Tungusic words have simple word codas, and usually have simple word onsets, with consonant clusters forbidden at the end of words and rare at the beginning.

Below are Proto-Tungusic consonants as reconstructed by Tsintsius (1949) and the vowels according to Benzing (1955):

Consonants
|  |  | Labial | Dental | Palatal | Velar |
| Stop | voiceless | p | t |  | k |
| voiced | b | d |  | ɡ |
| Affricate | voiceless |  |  | t͡ʃ ⟨č⟩ |  |
| voiced |  |  | d͡ʒ ⟨ǯ⟩ |  |
| Fricative |  |  | s | ʃ ⟨š⟩ | x |
| Nasal |  | m | n | ɲ ⟨ń⟩ | ŋ |
| Lateral approximant |  |  | l |  |  |
| Rhotic |  |  | r |  |  |
| Glide |  | w |  | j |  |

Vowels
|  | front | central | back |
|---|---|---|---|
| high | i y ⟨ü⟩ | ɨ ⟨ï⟩ | u |
| mid | e ø ⟨ö⟩ |  | o |
| low |  | a |  |

==Relationships with other languages==
Tungusic is today considered a primary language family.
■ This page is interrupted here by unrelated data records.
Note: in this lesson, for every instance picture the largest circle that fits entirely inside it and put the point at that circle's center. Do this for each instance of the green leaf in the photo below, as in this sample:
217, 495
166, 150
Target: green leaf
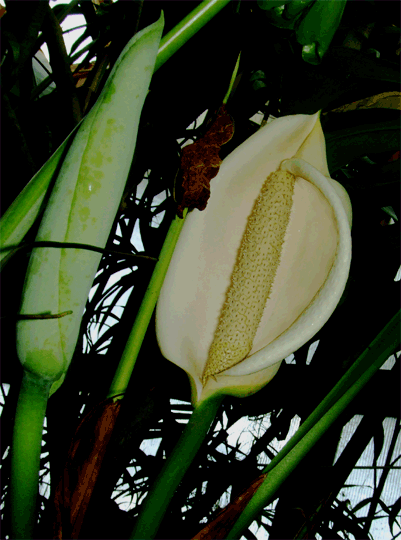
317, 29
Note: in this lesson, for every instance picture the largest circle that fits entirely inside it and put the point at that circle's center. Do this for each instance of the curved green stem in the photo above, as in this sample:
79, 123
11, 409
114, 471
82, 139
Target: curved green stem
25, 453
173, 471
320, 420
126, 365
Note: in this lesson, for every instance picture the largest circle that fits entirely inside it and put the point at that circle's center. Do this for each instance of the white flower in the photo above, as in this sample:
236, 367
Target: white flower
312, 270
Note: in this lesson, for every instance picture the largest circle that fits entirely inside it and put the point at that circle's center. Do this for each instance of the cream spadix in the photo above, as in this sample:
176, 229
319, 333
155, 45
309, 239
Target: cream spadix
258, 273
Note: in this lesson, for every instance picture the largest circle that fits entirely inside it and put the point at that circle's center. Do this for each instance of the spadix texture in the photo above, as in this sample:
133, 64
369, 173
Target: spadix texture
82, 208
253, 274
302, 246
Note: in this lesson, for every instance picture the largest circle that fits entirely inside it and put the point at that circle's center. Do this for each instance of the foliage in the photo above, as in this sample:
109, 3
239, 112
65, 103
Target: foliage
362, 140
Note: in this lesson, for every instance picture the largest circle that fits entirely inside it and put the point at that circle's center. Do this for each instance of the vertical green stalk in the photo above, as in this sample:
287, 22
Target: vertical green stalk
187, 28
176, 466
25, 453
285, 462
135, 339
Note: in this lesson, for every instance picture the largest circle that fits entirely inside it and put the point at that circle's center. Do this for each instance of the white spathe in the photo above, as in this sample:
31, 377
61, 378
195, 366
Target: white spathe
313, 268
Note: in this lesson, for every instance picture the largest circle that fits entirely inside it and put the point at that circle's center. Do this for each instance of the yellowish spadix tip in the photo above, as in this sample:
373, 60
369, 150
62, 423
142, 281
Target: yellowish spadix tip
253, 274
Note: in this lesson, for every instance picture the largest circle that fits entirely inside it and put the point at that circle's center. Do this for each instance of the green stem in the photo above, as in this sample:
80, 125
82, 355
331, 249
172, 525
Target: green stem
134, 342
183, 31
173, 471
25, 454
232, 81
317, 423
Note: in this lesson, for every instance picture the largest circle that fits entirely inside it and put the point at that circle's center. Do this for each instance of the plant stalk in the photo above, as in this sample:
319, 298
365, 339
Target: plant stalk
135, 339
320, 420
177, 464
25, 453
184, 30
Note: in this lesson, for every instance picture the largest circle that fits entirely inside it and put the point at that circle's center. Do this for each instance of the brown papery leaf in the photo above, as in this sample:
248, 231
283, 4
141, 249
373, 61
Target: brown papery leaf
200, 162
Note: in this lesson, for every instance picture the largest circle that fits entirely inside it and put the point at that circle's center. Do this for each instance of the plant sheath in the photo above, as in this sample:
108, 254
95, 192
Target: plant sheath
25, 453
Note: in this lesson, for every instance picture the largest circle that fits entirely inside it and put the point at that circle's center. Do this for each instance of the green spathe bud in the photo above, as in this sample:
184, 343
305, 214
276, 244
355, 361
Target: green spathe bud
82, 208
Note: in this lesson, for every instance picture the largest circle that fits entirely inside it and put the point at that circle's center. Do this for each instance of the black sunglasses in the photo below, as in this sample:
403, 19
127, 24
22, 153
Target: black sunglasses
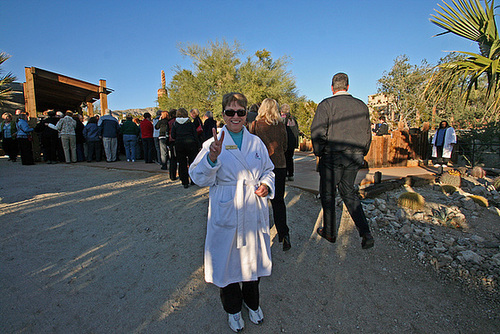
230, 113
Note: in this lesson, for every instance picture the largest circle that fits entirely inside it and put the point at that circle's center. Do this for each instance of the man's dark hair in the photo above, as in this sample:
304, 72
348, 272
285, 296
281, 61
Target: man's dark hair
340, 81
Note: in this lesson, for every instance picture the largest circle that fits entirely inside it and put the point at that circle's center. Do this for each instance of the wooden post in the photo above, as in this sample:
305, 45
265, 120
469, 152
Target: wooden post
103, 97
29, 93
90, 109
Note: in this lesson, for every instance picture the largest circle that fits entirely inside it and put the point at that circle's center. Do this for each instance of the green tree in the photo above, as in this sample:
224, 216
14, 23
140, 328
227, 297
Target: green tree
405, 83
470, 20
5, 80
218, 69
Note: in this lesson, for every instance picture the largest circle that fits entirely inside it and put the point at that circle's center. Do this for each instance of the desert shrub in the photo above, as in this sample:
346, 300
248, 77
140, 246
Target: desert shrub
411, 200
451, 178
496, 183
448, 189
478, 172
479, 200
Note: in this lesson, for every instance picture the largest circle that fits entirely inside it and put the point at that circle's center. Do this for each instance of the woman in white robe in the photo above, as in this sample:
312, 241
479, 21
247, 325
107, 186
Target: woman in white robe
237, 168
442, 144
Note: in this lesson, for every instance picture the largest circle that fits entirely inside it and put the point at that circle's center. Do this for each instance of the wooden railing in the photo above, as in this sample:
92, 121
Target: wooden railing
400, 148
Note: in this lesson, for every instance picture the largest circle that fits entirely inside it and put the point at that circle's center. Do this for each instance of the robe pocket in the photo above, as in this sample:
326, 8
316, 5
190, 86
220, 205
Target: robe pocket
226, 214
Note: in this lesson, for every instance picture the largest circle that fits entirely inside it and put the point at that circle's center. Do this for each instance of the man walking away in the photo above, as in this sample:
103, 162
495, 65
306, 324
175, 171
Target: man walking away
341, 138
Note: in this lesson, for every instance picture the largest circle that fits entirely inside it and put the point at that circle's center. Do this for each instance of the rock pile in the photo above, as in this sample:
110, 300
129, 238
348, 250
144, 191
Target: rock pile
452, 233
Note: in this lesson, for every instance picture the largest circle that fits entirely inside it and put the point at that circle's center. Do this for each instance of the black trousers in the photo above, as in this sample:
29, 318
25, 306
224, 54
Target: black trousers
341, 170
94, 147
233, 296
185, 156
278, 203
26, 150
149, 149
172, 168
439, 159
289, 161
10, 147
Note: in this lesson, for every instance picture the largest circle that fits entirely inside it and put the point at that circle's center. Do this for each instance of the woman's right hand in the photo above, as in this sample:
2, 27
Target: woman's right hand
216, 146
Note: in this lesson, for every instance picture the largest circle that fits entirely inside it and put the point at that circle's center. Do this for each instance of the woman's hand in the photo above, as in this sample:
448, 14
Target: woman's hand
262, 190
216, 146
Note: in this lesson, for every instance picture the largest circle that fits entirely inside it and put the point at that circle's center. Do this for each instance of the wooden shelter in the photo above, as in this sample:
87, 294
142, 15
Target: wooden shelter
48, 90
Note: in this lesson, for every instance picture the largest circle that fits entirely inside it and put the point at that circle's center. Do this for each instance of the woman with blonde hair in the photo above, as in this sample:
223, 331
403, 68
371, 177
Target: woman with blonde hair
268, 127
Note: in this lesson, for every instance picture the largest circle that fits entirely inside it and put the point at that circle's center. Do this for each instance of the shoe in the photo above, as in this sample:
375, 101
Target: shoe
286, 243
257, 317
235, 321
322, 234
367, 241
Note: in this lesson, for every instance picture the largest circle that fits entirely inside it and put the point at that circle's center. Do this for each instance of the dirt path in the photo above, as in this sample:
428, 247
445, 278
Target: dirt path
90, 250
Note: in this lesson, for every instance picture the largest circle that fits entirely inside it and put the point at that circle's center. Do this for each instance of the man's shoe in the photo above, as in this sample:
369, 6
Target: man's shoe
367, 241
235, 321
327, 237
257, 317
286, 243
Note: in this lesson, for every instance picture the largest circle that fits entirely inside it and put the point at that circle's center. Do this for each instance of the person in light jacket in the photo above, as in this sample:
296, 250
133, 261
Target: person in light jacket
236, 166
442, 144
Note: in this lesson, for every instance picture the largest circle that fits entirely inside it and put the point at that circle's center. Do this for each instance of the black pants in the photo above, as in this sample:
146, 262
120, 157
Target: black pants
233, 296
289, 162
149, 149
341, 170
10, 147
278, 203
94, 147
173, 162
185, 156
26, 150
439, 159
50, 147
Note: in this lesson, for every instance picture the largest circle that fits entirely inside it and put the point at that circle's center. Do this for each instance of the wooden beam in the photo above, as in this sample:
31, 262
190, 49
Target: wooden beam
90, 109
103, 96
29, 93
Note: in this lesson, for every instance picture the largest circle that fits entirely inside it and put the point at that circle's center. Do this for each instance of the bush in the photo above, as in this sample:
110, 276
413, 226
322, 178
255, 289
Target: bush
411, 200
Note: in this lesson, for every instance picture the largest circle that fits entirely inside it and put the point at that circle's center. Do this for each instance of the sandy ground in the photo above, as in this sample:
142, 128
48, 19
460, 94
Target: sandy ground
93, 250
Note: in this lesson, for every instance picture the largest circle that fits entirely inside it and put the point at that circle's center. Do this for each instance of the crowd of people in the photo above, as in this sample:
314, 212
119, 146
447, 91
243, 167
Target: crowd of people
245, 162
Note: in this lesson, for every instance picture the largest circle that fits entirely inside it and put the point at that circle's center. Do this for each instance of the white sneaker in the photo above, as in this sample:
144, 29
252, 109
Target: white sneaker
236, 322
257, 317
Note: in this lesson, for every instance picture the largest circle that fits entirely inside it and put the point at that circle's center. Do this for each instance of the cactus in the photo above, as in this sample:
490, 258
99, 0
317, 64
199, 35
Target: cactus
478, 172
479, 200
451, 178
448, 189
445, 218
411, 200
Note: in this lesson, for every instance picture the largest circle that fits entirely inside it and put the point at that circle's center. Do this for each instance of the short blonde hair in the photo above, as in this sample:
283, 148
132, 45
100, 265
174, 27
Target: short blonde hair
269, 111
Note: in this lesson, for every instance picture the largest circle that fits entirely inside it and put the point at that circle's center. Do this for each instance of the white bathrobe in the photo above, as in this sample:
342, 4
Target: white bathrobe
449, 139
238, 242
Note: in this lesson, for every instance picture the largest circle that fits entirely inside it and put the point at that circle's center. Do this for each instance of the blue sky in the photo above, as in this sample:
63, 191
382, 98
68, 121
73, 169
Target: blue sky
128, 43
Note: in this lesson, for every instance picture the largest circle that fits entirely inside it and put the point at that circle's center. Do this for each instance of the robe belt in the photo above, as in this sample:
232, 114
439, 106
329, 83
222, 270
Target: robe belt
239, 205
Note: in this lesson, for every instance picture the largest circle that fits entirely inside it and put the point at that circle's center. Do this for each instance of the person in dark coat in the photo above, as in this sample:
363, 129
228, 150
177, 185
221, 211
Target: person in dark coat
187, 143
292, 130
341, 137
209, 124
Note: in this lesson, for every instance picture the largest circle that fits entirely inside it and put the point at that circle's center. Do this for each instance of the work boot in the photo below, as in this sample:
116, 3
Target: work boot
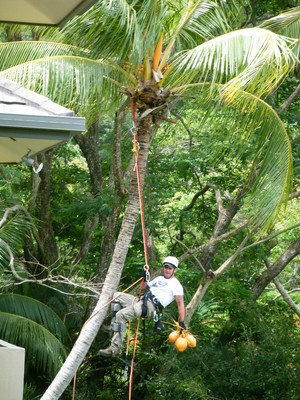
109, 352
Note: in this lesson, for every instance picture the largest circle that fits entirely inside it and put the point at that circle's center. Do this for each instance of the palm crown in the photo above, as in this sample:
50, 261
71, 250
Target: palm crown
153, 51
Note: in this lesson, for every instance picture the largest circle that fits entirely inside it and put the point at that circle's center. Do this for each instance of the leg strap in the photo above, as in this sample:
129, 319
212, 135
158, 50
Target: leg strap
115, 307
118, 327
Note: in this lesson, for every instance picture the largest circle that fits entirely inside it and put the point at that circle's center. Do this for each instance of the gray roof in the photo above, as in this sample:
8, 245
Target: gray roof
31, 123
46, 12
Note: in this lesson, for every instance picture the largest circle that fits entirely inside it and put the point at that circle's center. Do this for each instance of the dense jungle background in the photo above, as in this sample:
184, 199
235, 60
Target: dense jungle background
60, 228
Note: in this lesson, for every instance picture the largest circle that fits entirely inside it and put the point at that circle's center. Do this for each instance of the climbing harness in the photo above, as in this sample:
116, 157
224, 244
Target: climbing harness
93, 316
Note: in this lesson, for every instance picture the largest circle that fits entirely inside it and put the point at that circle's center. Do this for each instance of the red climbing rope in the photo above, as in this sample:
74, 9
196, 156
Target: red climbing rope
140, 191
139, 180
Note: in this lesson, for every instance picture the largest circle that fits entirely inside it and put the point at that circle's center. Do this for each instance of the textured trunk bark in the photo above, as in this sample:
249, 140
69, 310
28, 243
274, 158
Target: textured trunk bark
90, 329
49, 252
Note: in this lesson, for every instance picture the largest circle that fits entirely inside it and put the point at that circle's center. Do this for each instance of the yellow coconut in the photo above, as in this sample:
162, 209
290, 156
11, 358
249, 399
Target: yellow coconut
181, 343
173, 336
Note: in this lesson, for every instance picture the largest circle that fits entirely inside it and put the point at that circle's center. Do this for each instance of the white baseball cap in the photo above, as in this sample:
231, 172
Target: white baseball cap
172, 261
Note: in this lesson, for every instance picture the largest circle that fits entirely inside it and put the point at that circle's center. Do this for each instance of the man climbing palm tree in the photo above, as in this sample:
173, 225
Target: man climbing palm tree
159, 294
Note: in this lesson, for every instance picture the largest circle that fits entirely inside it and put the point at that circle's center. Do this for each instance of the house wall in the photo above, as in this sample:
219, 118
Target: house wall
12, 359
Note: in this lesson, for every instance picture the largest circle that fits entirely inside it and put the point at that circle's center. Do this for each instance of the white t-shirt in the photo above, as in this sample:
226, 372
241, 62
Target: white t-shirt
165, 289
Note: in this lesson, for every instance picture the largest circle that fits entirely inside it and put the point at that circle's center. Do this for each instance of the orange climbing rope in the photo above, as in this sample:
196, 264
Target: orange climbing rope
146, 267
140, 191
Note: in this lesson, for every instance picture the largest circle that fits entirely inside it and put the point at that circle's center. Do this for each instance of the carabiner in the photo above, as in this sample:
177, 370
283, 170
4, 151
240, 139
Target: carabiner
146, 268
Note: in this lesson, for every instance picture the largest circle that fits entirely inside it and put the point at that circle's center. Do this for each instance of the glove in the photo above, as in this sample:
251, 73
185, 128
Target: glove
182, 325
145, 276
158, 326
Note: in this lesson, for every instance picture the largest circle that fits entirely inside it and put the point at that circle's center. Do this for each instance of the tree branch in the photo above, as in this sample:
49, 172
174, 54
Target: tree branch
283, 292
276, 268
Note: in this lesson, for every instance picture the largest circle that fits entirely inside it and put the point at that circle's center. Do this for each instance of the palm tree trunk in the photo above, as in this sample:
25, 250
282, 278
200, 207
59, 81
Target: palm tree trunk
91, 327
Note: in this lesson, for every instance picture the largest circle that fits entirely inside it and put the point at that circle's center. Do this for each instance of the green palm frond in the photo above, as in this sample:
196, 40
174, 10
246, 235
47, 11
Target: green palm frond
253, 60
15, 53
34, 310
249, 117
75, 82
286, 24
209, 20
118, 29
43, 350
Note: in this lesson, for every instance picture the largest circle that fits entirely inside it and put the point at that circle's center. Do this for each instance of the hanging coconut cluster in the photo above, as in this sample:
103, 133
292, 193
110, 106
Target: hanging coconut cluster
182, 338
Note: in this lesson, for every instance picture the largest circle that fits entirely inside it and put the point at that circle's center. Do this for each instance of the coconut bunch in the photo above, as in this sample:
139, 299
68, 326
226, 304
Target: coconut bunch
182, 338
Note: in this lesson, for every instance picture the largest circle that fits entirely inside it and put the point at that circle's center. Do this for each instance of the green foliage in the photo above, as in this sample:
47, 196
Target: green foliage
30, 324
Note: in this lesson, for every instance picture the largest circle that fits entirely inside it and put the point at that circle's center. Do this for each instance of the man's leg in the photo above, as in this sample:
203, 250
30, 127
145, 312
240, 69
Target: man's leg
132, 310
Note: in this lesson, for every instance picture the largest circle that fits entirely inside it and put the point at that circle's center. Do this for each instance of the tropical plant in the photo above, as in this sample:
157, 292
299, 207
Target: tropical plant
152, 53
31, 324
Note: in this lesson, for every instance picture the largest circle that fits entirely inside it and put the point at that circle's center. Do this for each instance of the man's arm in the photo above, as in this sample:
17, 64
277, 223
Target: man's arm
180, 305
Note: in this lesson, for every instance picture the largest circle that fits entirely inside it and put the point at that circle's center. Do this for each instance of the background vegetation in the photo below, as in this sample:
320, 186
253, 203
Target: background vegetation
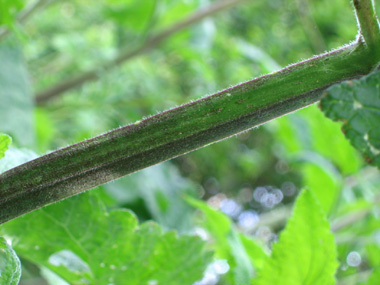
252, 178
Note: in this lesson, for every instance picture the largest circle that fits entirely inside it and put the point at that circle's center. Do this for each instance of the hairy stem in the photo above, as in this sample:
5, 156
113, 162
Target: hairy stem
368, 23
82, 166
55, 91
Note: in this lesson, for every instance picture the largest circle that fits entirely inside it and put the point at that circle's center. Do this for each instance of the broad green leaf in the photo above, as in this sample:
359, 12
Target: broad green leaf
5, 141
357, 104
83, 243
227, 242
16, 108
305, 252
10, 266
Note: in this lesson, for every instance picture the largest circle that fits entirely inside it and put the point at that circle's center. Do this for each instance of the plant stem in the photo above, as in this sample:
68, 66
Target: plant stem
368, 23
77, 81
82, 166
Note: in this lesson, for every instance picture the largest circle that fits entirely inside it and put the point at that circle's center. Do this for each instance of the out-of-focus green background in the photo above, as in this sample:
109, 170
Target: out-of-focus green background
247, 176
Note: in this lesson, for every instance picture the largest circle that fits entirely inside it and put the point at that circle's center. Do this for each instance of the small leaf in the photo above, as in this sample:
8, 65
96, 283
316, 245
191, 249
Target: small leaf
306, 252
228, 243
10, 266
16, 108
323, 182
374, 278
85, 244
357, 104
5, 141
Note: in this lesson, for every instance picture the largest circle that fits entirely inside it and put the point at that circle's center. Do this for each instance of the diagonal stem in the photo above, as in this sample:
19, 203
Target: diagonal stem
82, 166
368, 22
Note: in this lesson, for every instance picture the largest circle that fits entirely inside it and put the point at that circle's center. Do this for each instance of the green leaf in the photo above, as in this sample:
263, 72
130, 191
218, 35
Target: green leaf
16, 108
9, 10
227, 242
161, 187
323, 182
82, 242
10, 266
256, 252
306, 252
374, 278
357, 104
5, 141
14, 157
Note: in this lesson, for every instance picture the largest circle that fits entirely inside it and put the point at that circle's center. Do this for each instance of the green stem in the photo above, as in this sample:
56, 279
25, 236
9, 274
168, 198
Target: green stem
85, 165
368, 23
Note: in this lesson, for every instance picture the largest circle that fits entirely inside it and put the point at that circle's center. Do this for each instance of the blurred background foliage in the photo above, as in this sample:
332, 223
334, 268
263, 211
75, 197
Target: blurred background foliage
253, 177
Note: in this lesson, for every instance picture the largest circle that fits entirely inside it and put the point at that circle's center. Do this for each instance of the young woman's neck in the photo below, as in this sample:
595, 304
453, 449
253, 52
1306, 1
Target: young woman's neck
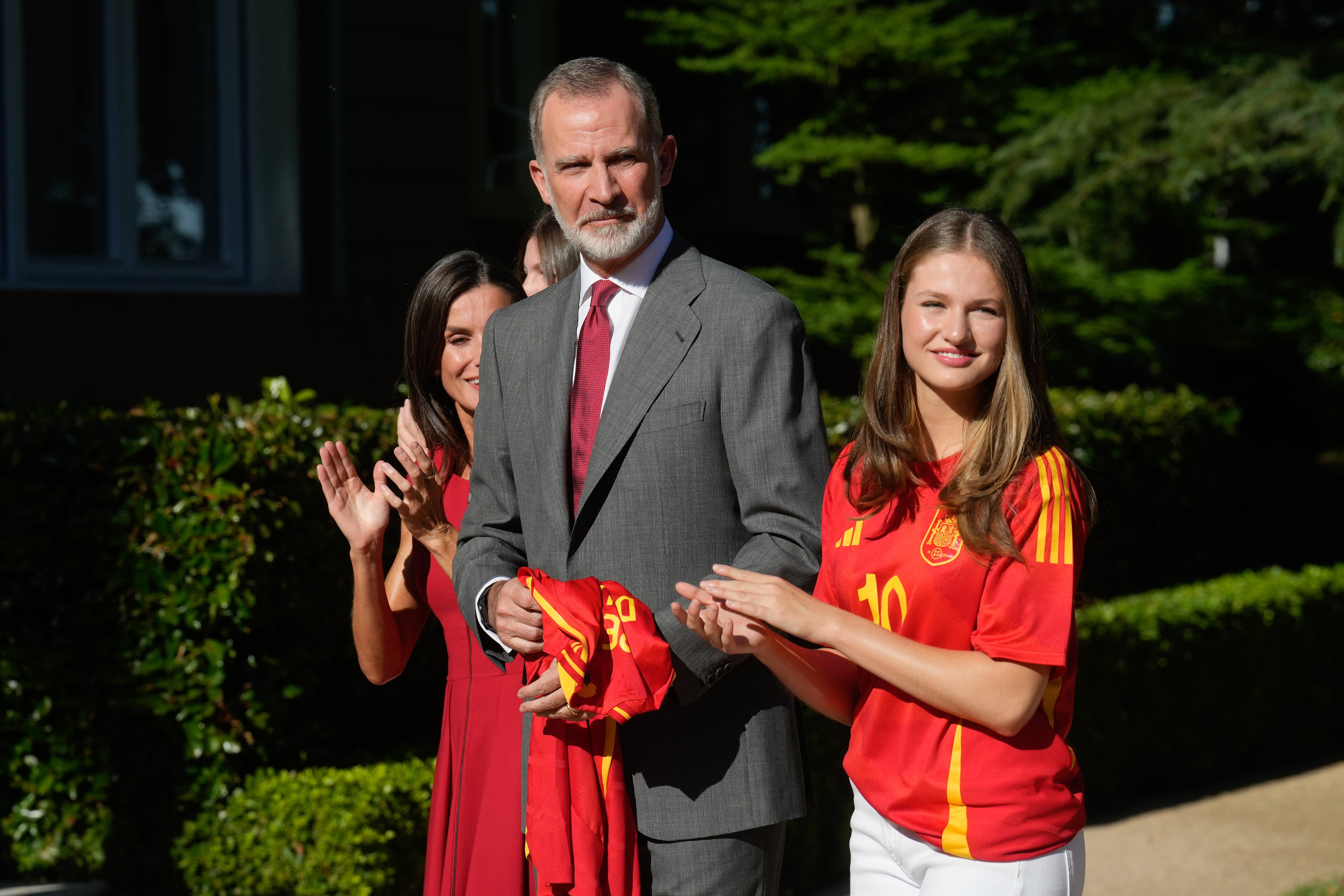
947, 417
468, 422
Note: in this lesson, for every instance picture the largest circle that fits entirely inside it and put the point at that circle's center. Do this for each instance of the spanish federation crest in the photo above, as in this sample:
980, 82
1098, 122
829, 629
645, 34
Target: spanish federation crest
943, 540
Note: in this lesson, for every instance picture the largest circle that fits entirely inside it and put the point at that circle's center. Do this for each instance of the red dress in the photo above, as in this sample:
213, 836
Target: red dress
476, 812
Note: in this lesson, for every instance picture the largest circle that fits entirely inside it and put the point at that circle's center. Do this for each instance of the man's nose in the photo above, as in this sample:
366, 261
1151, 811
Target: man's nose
956, 330
603, 189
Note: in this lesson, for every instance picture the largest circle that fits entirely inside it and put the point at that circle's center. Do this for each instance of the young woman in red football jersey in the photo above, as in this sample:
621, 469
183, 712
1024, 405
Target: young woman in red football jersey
952, 536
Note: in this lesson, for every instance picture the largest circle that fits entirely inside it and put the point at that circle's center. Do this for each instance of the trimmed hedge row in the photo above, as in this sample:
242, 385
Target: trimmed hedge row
1178, 690
1159, 461
1186, 684
319, 832
174, 613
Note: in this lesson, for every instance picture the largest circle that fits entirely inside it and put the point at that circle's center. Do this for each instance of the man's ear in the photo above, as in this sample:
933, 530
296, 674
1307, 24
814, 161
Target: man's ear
539, 179
667, 159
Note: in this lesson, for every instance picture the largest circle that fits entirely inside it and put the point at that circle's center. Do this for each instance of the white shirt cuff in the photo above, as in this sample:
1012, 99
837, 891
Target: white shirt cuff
480, 620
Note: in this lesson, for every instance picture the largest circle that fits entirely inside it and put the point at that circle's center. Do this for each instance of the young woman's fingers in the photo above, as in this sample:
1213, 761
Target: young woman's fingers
742, 575
713, 626
693, 593
423, 460
726, 587
328, 489
381, 472
347, 463
397, 479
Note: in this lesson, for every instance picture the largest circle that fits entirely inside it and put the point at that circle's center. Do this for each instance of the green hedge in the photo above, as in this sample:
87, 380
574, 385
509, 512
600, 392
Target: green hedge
1182, 686
319, 832
1159, 463
1178, 690
174, 613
Especially in the past, some linguists linked Tungusic with Turkic and Mongolic languages, among others, in either the Altaic or the Transeurasian language family. However, the proposal that there are genetic rather than merely areal links remains highly controversial.

Some scholars believe that the language spoken in Europe by the Avars (who created the Avar Khaganate) is of Tungusic origin.